Why the Envision app is not free?

And other answers to why we charge for our service the way we do.
April 17, 2019

A couple of weeks back I put out a tweet requesting people to jump on a phone call with me and explain their thoughts and opinions around the pricing of our app. By the end of the week, I had spoken one on one with more than 80 people who enthusiastically shared their views and gave me an insight into their thoughts.

After canvassing all the perspectives, I felt it is necessary to explain how we used those insights to craft our pricing strategy and answer some of the frequently asked questions that people had.

Let me start with explaining Envision’s pricing structure which consists of three main elements: a free trial, a reasonable subscription plan and on option for one-time purchase:

1.Free Trial

The app comes with a free 14-day trial where users can experience all the features of the app. There will be no strings attached to this trial period, meaning there is no need to provide payment details upfront and no automatic start of subscription.

We believe this important as every user must know exactly what they will be paying for before they make the decision about it without any deception or confusion.

2. Subscriptions

At the end of the free trial, all the functions of the app simply become inactive and users will be free to choose from a monthly or an annual subscription plan. They are currently priced $5 per month and $40 for a year.

We decided to implement subscriptions as it lowers the entry barrier for a lot of users without having to make a large investment upfront. This also provides users with the power to hold us accountable, as we will have to consistently work hard to improve and update the app in order to retain the subscribers. If you ever see the service declining, you have all the right to pull the plug that will hurt us.

3. One-time payment

The app also has an option to outright purchase the app by making a one-time payment. We call this ‘Lifetime Subscription’.
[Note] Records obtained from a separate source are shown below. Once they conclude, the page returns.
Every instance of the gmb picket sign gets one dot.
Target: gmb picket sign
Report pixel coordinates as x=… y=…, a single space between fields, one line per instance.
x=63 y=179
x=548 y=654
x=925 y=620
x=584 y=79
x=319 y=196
We mainly introduced this option as some users mentioned their eligibility for subsidy and reimbursements against one-time payment for services. We are currently pricing this at $200.

Overall, we believe this structure to be the most transparent and clear way to charge for our services. One problem with this is that since our app is constantly evolving and improving, there is no way for users who exhaust their free trial to come back and try new features later on. We are working on ways to mend that and will be open to ideas about it. Now to answer some of the frequently asked questions:

Why can’t this app be free?

We have costs to meet. We run our software on servers and use other software to design and build the app, which comes at a cost. We have a team of people who work every day to build new features, fix user issues, take feedback and build partnerships. We have to pay accountants and lawyers to help us run the administration behind this whole show. Not to mention the 30% cut that Apple and Google take from every purchase. On top of it all, we have to make a profit reasonable enough to sustain and grow our business.

Why can’t you run ads?

We want to create a service that is focused on improving the experience for the user. If we start running ads, sooner or later, we will have to start optimising our app towards incentivising advertisers than the users. We want to be a service that is only incentivised towards improving our users and that is only possible if our revenue is directly linked to the user’s experience.

Why can’t you find other sources for revenue like organisations, corporates, charities, etc.?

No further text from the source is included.